At this pace it’s ridiculous to say that “the play is not a play of character”. These are plainly the words of fully-realized speakers, and the reading experience, though its effect is in a way accidental and unintended by Shakespeare, has a depth of realization that, because we have filled its gaps and spaces, exceeds the most detailed novel. The Victorian “Complete Shakespeare” thus supplied an unattainable vision for the novelists to aim at.

If most books in the canon are now read in circumstances remote from the author’s intended purposes, Shakespeare’s is a peculiarly obvious instance. (The way we now receive classical music, on personal audio systems, is an analogy that likewise calls into question the purpose of reviving an “authentic” presentation - it isn’t the promise of an enhanced engagement.)

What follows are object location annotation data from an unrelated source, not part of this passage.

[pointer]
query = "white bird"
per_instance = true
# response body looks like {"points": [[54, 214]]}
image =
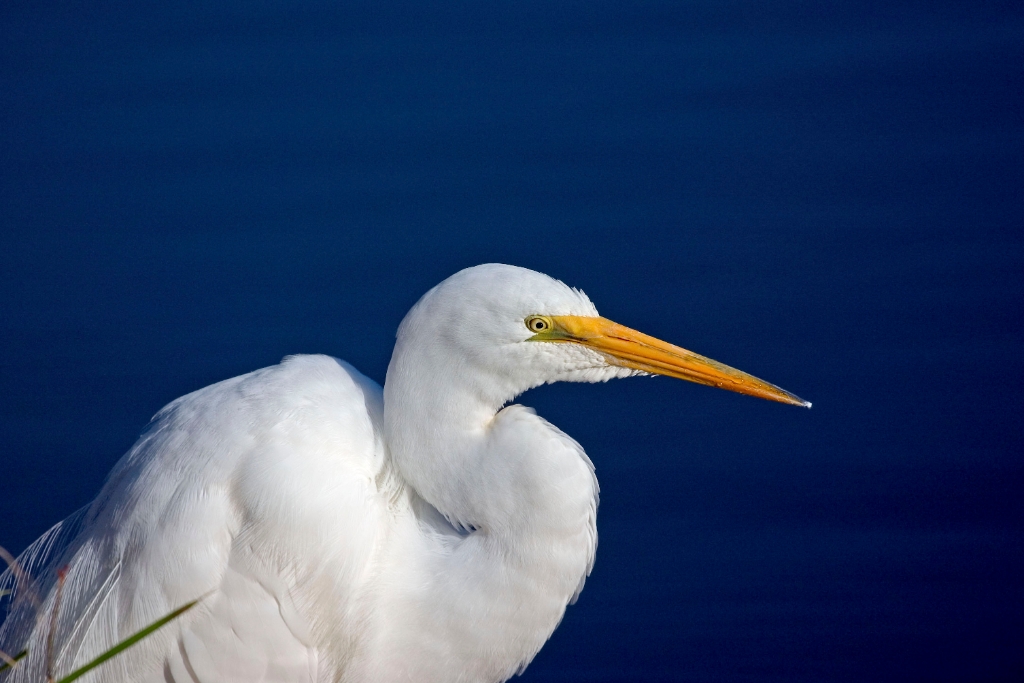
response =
{"points": [[337, 531]]}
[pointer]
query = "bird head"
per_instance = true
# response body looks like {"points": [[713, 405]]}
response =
{"points": [[499, 330]]}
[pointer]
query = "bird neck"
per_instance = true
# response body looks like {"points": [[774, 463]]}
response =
{"points": [[529, 496]]}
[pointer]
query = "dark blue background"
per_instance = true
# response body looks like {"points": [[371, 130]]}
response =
{"points": [[827, 195]]}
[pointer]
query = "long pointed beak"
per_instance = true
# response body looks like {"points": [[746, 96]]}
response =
{"points": [[629, 348]]}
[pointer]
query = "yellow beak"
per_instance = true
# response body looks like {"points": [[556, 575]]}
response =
{"points": [[629, 348]]}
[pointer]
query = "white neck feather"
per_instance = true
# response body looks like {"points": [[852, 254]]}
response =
{"points": [[486, 601]]}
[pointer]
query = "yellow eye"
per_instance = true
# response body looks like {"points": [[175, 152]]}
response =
{"points": [[537, 324]]}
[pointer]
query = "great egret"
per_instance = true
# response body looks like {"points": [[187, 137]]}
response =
{"points": [[338, 531]]}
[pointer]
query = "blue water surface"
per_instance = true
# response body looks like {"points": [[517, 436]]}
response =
{"points": [[827, 195]]}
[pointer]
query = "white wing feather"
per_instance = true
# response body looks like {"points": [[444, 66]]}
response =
{"points": [[231, 489]]}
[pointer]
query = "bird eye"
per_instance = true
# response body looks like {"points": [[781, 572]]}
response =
{"points": [[538, 324]]}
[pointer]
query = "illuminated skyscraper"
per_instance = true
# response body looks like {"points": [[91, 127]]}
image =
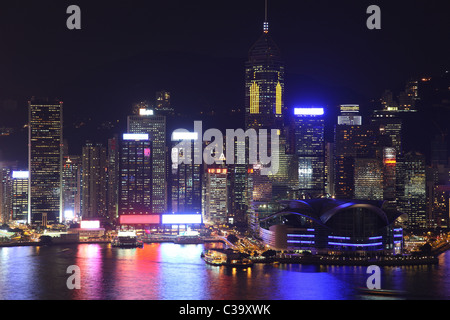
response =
{"points": [[310, 149], [186, 178], [163, 103], [148, 122], [368, 175], [216, 196], [411, 189], [264, 84], [94, 181], [45, 161], [72, 166], [352, 142]]}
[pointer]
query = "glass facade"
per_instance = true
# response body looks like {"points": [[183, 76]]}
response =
{"points": [[45, 161], [155, 126], [310, 149]]}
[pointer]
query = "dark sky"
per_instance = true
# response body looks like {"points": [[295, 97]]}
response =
{"points": [[196, 49]]}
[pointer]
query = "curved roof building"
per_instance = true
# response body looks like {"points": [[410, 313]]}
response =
{"points": [[334, 225]]}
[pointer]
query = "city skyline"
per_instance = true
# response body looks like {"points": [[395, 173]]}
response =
{"points": [[218, 142], [104, 89]]}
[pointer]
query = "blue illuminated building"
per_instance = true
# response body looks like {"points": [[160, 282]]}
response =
{"points": [[329, 225]]}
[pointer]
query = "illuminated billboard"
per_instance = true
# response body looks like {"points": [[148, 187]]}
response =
{"points": [[20, 174], [309, 111], [181, 218], [135, 136], [90, 224], [178, 135], [139, 219]]}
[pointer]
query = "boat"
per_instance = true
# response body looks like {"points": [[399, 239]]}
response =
{"points": [[189, 237], [127, 239], [223, 258], [212, 259], [238, 263]]}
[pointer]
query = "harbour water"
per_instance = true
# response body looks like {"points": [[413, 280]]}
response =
{"points": [[168, 271]]}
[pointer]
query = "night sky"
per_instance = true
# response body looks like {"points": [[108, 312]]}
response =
{"points": [[128, 50]]}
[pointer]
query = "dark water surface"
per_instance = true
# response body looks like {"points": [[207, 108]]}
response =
{"points": [[169, 271]]}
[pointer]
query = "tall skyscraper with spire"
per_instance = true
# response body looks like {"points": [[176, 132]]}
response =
{"points": [[264, 84]]}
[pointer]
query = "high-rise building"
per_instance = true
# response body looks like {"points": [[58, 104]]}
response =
{"points": [[216, 196], [148, 122], [19, 196], [349, 115], [5, 192], [411, 189], [265, 109], [45, 161], [186, 176], [390, 126], [135, 189], [310, 149], [94, 183], [71, 185], [368, 175], [163, 103], [113, 177]]}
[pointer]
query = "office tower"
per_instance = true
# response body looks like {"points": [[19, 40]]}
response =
{"points": [[216, 195], [352, 142], [5, 192], [310, 149], [45, 161], [264, 84], [94, 184], [135, 190], [148, 122], [390, 126], [113, 177], [19, 196], [349, 115], [368, 175], [163, 103], [186, 176], [71, 185], [329, 169], [411, 189]]}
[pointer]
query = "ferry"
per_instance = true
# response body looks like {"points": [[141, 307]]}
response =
{"points": [[127, 239], [211, 259], [223, 258]]}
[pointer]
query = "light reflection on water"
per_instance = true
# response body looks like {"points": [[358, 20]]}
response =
{"points": [[169, 271]]}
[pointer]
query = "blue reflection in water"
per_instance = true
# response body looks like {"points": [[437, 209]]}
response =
{"points": [[172, 272]]}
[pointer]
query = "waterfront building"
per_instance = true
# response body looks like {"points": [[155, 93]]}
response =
{"points": [[310, 150], [45, 161], [153, 124], [186, 176], [113, 177], [216, 195], [411, 189], [352, 142], [135, 191], [19, 196], [71, 184], [334, 226]]}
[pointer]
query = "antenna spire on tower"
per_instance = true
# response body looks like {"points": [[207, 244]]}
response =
{"points": [[266, 22]]}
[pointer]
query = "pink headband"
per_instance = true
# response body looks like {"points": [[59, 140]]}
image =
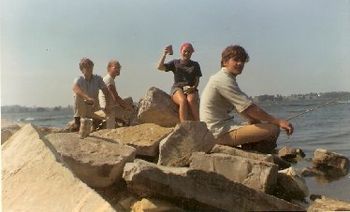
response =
{"points": [[184, 45]]}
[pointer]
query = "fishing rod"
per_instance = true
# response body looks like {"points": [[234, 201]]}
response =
{"points": [[312, 109]]}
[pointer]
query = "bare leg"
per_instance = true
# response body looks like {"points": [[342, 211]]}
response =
{"points": [[180, 99], [255, 133], [193, 100]]}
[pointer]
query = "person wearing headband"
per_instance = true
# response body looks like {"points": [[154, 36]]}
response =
{"points": [[187, 72]]}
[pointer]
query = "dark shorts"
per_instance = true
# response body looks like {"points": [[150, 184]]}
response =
{"points": [[176, 88]]}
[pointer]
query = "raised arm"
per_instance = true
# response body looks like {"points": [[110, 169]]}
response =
{"points": [[255, 112], [161, 65]]}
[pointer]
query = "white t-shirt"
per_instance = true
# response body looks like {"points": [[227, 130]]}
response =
{"points": [[108, 80], [220, 96]]}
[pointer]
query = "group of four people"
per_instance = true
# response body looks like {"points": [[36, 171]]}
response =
{"points": [[219, 98]]}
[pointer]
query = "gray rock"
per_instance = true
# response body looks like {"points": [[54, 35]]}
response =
{"points": [[326, 160], [238, 152], [255, 174], [145, 205], [207, 189], [328, 204], [282, 164], [96, 161], [290, 185], [187, 137], [126, 116], [33, 180], [145, 138], [157, 107], [291, 154], [8, 131]]}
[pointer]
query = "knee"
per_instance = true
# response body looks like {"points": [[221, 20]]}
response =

And wild nature itself? Is that, too, comprehended with a special intensity as a result of its streaked and slender persistence in our developed environments? To long for a return to universal wildness, as I find myself doing, is to ask for I know not what. It is to give up most of what we think of as comprehension of nature (which originates in dissection and in use) – it is to make a demand that is not for our civilisation, but for its surrender. In practice the conservationist fails to achieve more than a slight, ornamental correction. But in principle the longing is distinctly anti-humanist.